The above U.S News and World Report refers to the MyVisaJobs.com to bolster their contention that companies like Google, Facebook, and Microsoft pay their H-1B holders competitive wages when compared to U.S. workers as per Glassdoor’s technical pay average, which is over $90,000 per year. Instead, this website’s list of the top 25 companies seeking foreign visa stem workers, proves that the top three corporations pay significantly less than $90,000 per year. As a matter of fact, 13 out of the 25 top users of the H-1B visas pay less monies.
Then the author referred to information on a study garnered from the May 2015 Bureau of Labor Statistics to support his belief that there is a shortage of U.S. skilled technical college graduates. While the Bureau of Labor does report on a study demonstrating U.S. demand for stem workers far exceeding the number of qualified U.S. college graduates, the BOL (Bureau of Labor) document stresses that there are many experts which disagree with this study. Excerpts verifying this point are as follows:
“The ongoing STEM (The science, engineering, mathematics, and information technology) debate. Depending on the definition, the size of the STEM workforce can range from 5 percent to 20 percent of all U.S. workers. Although fields such as computer programming and mechanical engineering are generally considered STEM fields, there is less consensus on areas such as medicine, architecture, science education, social sciences, and blue-collar manufacturing work. In this article, “STEM” refers to the science, engineering, mathematics, and information technology domain detailed by the Standard Occupation Classification Policy Committee, but excluding managerial and sales occupations. Under this definition, post-secondary teachers in STEM fields and lab technicians are considered STEM workers, but workers in skilled trades, such as machinists, are not. Our analysis focuses on graduates with post-secondary education within this STEM domain.”

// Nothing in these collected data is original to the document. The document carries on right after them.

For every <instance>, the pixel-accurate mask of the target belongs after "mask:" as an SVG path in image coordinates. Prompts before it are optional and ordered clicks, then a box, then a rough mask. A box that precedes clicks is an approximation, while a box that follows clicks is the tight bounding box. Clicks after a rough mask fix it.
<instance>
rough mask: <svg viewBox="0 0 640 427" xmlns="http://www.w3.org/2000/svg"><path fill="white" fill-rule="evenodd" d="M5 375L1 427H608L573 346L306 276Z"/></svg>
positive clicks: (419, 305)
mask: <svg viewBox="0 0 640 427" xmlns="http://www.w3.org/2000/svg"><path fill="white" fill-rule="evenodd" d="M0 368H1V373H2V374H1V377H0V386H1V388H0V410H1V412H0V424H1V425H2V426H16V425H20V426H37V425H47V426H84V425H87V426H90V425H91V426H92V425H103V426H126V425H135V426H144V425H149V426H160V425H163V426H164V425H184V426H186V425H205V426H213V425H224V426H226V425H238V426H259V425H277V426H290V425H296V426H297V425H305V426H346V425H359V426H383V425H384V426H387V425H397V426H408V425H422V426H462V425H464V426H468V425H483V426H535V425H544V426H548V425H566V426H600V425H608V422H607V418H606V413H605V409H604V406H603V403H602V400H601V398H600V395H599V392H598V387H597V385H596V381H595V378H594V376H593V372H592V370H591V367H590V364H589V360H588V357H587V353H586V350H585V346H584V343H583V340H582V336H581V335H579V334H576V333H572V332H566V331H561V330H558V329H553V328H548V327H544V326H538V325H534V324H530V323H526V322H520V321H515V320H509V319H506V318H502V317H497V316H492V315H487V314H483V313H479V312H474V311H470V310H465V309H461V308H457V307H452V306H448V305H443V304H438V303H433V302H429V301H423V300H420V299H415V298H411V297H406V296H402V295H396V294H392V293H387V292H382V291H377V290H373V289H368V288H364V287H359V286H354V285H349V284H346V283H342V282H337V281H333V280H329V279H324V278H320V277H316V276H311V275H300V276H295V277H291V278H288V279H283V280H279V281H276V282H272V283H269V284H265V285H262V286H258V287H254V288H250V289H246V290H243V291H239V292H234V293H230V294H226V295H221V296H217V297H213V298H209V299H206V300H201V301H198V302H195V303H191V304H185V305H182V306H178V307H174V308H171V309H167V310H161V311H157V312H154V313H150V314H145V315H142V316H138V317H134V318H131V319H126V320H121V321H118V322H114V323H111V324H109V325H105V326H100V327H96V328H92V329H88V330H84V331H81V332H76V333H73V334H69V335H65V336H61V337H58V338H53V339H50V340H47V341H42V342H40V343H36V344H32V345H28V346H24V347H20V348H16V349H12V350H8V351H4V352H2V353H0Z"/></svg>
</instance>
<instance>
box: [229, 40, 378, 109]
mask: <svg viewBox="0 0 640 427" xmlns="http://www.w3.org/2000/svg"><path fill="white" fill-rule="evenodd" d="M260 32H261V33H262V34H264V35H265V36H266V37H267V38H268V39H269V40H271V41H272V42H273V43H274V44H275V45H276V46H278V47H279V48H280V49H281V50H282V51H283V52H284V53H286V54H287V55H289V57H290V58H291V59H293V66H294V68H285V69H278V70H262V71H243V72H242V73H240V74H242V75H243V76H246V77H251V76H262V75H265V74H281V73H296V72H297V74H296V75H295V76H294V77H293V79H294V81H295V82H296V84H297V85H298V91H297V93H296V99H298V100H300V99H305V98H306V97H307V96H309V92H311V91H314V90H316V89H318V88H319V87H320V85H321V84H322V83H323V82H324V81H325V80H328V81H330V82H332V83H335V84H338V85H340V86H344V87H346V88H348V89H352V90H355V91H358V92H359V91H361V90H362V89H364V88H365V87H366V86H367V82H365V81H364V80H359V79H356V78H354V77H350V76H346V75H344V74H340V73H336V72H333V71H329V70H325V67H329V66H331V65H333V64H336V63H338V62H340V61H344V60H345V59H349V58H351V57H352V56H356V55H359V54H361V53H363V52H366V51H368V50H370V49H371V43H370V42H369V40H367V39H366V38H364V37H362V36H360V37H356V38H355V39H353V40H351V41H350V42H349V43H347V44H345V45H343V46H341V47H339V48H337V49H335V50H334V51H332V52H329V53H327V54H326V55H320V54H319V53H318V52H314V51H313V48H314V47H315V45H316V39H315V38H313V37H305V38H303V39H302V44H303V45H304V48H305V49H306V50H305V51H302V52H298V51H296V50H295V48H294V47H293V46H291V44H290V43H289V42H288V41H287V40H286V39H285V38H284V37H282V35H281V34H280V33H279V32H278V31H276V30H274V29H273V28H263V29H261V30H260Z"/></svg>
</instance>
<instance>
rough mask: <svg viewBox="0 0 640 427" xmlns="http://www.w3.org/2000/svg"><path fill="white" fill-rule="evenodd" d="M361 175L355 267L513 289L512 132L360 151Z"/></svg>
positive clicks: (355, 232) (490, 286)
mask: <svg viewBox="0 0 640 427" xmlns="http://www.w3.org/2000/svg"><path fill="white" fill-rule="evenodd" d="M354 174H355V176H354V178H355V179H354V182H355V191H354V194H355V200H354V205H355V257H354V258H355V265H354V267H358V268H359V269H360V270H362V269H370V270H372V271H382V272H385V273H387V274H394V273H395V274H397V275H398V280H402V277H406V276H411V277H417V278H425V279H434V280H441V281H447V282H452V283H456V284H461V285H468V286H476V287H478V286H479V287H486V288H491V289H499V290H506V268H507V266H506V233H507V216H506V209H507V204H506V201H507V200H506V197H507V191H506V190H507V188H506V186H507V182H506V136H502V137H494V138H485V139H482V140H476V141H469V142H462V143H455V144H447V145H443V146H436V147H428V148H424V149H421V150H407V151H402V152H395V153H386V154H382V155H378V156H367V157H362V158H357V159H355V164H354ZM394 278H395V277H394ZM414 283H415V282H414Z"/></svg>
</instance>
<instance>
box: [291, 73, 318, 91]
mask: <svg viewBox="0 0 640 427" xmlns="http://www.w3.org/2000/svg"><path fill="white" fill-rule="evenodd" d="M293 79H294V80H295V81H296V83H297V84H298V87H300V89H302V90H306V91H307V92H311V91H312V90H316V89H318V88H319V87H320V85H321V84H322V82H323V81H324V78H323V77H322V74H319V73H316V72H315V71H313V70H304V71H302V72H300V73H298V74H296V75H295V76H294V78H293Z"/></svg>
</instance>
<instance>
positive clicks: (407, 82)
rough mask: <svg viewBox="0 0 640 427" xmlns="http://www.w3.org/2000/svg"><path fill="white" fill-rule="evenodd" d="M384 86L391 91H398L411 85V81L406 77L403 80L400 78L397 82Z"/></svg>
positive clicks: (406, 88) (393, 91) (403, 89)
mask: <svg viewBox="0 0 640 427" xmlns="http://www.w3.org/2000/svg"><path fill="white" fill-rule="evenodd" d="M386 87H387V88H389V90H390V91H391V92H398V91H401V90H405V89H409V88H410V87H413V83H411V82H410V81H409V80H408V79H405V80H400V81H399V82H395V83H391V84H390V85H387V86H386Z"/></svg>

“Numerous reports detail the growing concern of policymakers and industry leaders regarding a shortage in the STEM workforce believed necessary to sustain the U.S. innovation enterprise, global competitiveness, and national security. Most notable is the National Academies’ report Rising Above the Gathering Storm, which called for improvements in kindergarten through 12th-grade science and mathematics education and increasing the attractiveness of higher education, among other recommendations. The report highlighted troubling issues in a number of areas: low STEM retention rates, a relative decline in the number of U.S. citizens enrolled in science and engineering graduate school, and lower percentages of STEM graduates than those of other developed countries. These sentiments were echoed in a 2012 report by the U.S. Congress Joint Economic Committee which stated that the current STEM workforce was falling short of demand in both STEM and non-STEM occupations. According to the President’s Council of Advisers on Science and Technology, the United States would need to increase its yearly production of undergraduate STEM degrees by 34 percent over current rates to match the demand forecast for STEM professionals.”
“There are, however, many who hold a different view. For example, Michael S. Teitelbaum, vice president of the Sloan Foundation, opined that there are no general shortages of scientists and engineers. He went even further, to state that there is evidence suggesting surpluses: there are significantly more science and engineering graduates in the United States than attractive positions available in the workforce. Similarly, B. Lindsay Lowell and Harold Salzman have pointed to the disproportionate percentage of bachelor’s degree STEM holders not employed in STEM occupations.”
“Looking at the STEM labor market, Salzman and colleagues concluded that, for every two students graduating with a U.S. STEM degree, only one is employed in STEM and that 32 percent of computer science graduates not employed in information technology attributed their situation to a lack of available jobs. In 2014, the U.S. Census Bureau reported that 74 percent of those who have a bachelor’s degree in a STEM major are not employed in STEM occupations.”